Several of the recommendations made by Hunter in 2005 [2] have been pursued: large new prospective studies continue to be supported (for example the Breakthrough Generations study, a long-term cohort study focused on BC has recruited 112,049 women over the period 2003 to 2011 [17]), consortia of case-control (BCAC) and cohort studies (BPC3) have coordinated their efforts for analyses of data from >70,000 women and the results of stratified analyses have been conscientiously reported in supplementary tables [5],[7]. However, one of the lessons of the first generation of BC GWAS [18]-[20] was that the per-allele disease odds ratios (ORs) associated with individual tag-SNPs were much smaller than hypothesised (1.07 to 1.26).

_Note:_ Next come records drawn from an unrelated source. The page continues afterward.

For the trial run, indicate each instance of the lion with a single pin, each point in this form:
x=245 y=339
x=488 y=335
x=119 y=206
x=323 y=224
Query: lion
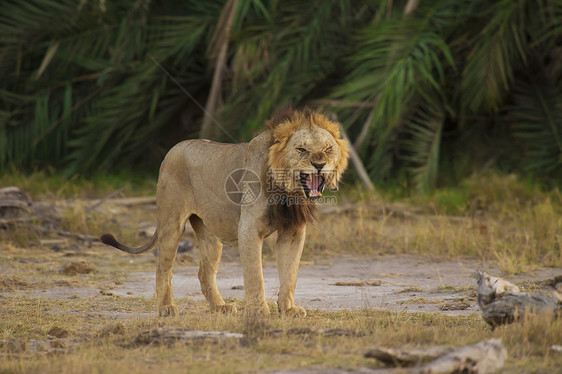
x=297 y=154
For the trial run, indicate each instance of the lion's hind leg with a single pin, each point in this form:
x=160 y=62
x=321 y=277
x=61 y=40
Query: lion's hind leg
x=210 y=251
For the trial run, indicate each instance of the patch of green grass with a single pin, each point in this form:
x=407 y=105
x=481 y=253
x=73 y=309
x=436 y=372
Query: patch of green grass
x=52 y=184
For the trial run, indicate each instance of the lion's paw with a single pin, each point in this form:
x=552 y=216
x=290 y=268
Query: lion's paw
x=294 y=312
x=168 y=311
x=225 y=309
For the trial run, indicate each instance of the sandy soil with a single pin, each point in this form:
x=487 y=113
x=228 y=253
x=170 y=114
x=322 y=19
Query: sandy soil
x=407 y=283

Results from the first generation of GxE analyses suggest that the same may be true for interactions, with the reported interaction ORs ranging from 1.06 to 1.59. If marginal ORs of 1.07 to 1.26 require scans of several thousand cases and several thousand controls then, depending on the number of GxE interactions being tested, only GxE studies that include tens of thousands of cases and controls will have the power required to detect interactions. It is hardly a coincidence that the first study to report statistically significant GxE interactions was the first study of this order of magnitude [5]. Of the three significant interactions reported by Nickels and colleagues there is replication only for CASP8-rs1045485 and alcohol consumption. It is currently too soon to tell whether GxE interactions will shed light on disease processes and improve the accuracy of epidemiological risk models. Before we can make this assessment we will need to replicate or refute the reported interactions, identify the causal variants that underlie tag-SNP associations and validate the next generation of epidemiological risk models.

Authors’ contributions

OF and FD wrote this commentary jointly. Both authors approved the final version.

Authors’ information

OF is a group leader in genetic epidemiology at the Breakthrough Breast Cancer Research Centre. FD is professor of statistical genetics at the London School of Hygiene and Tropical Medicine.